Managing Complications in Pregnancy and Childbirth

A guide for midwives and doctors 

 


Section 3 - Procedures


Repair of ruptured uterus

- ampicillin 2 g IV;

- OR cefazolin 1 g IV.

  • Open the abdomen:

- Make a midline vertical incision below the umbilicus to the pubic hair, through the skin and to the level of the fascia;

- Make a 2–3 cm vertical incision in the fascia;

- Hold the fascial edge with forceps and lengthen the incision up and down using scissors;

- Use fingers or scissors to separate the rectus muscles (abdominal wall muscles);

- Use fingers to make an opening in the peritoneum near the umbilicus. Use scissors to lengthen the incision up and down in order to see the entire uterus. Carefully, to prevent bladder injury, use scissors to separate layers and open the lower part of the peritoneum; 

- Examine the abdomen and the uterus for site of rupture and remove clots;

- Place a bladder retractor over the pubic bone and place self-retaining abdominal retractors.

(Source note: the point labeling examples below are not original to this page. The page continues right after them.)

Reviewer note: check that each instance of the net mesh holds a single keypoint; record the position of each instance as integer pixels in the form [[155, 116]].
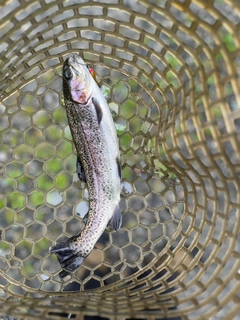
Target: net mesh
[[170, 70]]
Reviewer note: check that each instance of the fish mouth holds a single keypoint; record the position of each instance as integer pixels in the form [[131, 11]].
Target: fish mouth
[[75, 60]]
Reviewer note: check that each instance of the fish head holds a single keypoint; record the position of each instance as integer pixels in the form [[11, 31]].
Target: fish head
[[78, 79]]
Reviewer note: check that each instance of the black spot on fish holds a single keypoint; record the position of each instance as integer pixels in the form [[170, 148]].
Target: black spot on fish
[[98, 110], [119, 168]]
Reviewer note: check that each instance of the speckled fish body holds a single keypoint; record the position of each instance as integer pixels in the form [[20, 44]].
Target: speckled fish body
[[98, 163]]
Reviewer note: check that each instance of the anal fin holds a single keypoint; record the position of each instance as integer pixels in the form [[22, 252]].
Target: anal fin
[[116, 221]]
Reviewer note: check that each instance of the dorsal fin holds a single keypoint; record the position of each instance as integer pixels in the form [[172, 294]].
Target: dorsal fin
[[98, 110]]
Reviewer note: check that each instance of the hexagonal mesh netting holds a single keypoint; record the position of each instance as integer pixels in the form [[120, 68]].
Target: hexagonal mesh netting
[[171, 71]]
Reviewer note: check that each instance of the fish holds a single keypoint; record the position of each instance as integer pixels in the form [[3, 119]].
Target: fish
[[98, 161]]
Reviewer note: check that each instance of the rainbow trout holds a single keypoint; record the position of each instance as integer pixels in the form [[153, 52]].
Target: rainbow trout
[[98, 160]]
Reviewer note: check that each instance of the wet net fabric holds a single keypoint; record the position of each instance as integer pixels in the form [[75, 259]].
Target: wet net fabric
[[170, 71]]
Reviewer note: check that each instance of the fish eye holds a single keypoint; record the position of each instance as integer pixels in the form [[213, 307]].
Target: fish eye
[[68, 74]]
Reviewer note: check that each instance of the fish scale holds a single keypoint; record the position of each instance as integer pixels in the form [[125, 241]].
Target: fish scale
[[96, 143]]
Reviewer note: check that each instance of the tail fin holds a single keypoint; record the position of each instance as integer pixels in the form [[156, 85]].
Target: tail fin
[[69, 258]]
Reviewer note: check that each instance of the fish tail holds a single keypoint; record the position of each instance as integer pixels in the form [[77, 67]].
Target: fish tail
[[69, 255]]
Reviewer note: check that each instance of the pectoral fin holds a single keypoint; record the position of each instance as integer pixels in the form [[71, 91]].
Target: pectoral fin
[[80, 171], [116, 221]]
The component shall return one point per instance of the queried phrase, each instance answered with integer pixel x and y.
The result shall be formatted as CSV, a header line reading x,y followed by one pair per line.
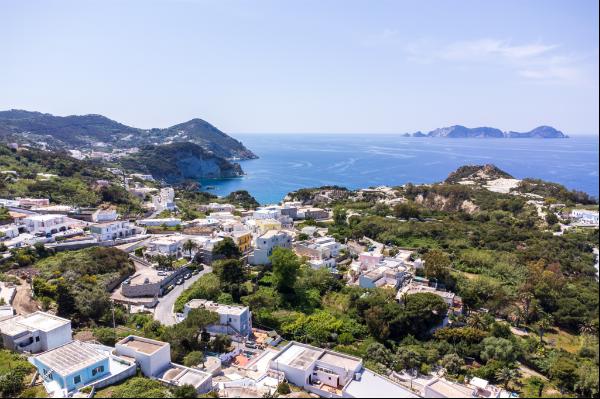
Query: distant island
x,y
458,131
99,133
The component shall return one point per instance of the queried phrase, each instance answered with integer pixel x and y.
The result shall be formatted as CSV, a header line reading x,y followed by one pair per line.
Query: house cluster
x,y
67,366
584,217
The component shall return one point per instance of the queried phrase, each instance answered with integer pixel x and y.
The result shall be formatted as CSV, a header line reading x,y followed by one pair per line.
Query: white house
x,y
154,359
332,374
108,231
265,243
169,222
233,320
585,216
104,215
35,332
46,224
321,251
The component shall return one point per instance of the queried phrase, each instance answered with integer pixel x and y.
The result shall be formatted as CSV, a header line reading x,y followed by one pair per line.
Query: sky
x,y
306,66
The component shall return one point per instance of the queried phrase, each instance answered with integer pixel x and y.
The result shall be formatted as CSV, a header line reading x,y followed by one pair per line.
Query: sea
x,y
288,162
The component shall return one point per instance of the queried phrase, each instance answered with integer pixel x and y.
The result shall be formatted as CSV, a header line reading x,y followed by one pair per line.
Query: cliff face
x,y
458,131
178,162
89,131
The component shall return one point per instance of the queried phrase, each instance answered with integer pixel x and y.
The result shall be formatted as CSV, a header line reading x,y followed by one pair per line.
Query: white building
x,y
154,359
35,332
104,215
332,374
164,200
233,320
46,224
585,216
108,231
321,251
168,245
9,231
169,222
264,244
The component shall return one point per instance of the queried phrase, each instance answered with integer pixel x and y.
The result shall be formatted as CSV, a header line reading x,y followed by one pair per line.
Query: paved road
x,y
163,312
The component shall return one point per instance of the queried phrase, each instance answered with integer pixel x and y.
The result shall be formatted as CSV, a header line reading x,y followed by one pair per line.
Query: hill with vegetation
x,y
29,172
179,162
97,131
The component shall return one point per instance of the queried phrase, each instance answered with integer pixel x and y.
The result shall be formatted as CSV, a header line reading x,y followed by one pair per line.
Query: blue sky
x,y
306,66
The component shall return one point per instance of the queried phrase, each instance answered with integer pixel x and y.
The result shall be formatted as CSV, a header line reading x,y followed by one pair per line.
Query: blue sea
x,y
291,161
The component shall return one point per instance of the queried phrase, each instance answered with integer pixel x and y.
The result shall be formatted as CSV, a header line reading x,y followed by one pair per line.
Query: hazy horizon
x,y
337,67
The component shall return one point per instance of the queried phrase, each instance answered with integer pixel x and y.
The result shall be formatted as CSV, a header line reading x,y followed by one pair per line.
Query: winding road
x,y
163,312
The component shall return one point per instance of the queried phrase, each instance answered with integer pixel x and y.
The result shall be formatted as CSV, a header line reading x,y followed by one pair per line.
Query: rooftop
x,y
451,390
71,357
298,356
43,321
142,345
216,307
371,385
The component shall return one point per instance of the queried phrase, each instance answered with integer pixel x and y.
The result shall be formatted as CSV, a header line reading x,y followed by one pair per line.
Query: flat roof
x,y
43,321
372,385
70,358
142,345
180,375
340,360
299,356
451,390
216,307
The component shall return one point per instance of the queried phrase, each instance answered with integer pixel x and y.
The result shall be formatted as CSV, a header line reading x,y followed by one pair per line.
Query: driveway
x,y
163,312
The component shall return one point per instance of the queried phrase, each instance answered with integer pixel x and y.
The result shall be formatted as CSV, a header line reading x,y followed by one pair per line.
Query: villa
x,y
46,224
112,230
233,320
333,374
154,359
35,332
265,244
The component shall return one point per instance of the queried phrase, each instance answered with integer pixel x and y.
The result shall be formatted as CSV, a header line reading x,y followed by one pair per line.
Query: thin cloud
x,y
531,61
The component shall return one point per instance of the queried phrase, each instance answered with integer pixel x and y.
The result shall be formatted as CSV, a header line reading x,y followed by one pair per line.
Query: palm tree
x,y
189,246
477,320
507,375
543,325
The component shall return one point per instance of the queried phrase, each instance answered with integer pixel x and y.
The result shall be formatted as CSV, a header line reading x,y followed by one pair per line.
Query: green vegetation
x,y
77,282
14,370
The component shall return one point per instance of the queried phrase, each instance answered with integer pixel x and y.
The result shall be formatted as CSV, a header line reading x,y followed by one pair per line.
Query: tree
x,y
564,372
551,219
378,353
436,264
339,216
407,358
452,363
226,248
499,349
506,375
230,271
190,246
65,300
286,266
543,325
283,388
185,391
194,358
221,343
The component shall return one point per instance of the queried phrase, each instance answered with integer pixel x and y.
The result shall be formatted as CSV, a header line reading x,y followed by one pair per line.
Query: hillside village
x,y
234,299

  • Deliver the baby and placenta.

  • Infuse oxytocin 20 units in 1 L IV fluids (normal saline or Ringer’s lactate) at 60 drops per minute until the uterus contracts and then reduce to 20 drops per minute.

  • Lift the uterus out of the pelvis in order to note the extent of the injury.

  • Examine both the front and the back of the uterus.

  • Hold the bleeding edges of the uterus with Green Armytage clamps (or ring forceps).

  • Separate the bladder from the lower uterine segment by sharp or blunt dissection. If the bladder is scarred to the uterus, use fine scissors.

RUPTURE THROUGH CERVIX AND VAGINA

  • If the uterus is torn through the cervix and vagina, mobilize the bladder at least 2 cm below the tear.

  • If possible, place a suture 1 cm below the upper end of the cervical tear and keep traction on the suture to bring the lower end of the tear into view as the repair continues. 

 

RUPTURE LATERALLY THROUGH UTERINE ARTERY

  • If the rupture extends laterally to damage one or both uterine arteries, ligate the injured artery. 

  • Identify the arteries and ureter prior to ligating the uterine vessels (Fig P-53).

 

RUPTURE WITH BROAD LIGAMENT HAEMATOMA

  • If the rupture has created a broad ligament haematoma (Fig S-2), clamp, cut and tie off the round ligament.

  • Open the anterior leaf of the broad ligament. 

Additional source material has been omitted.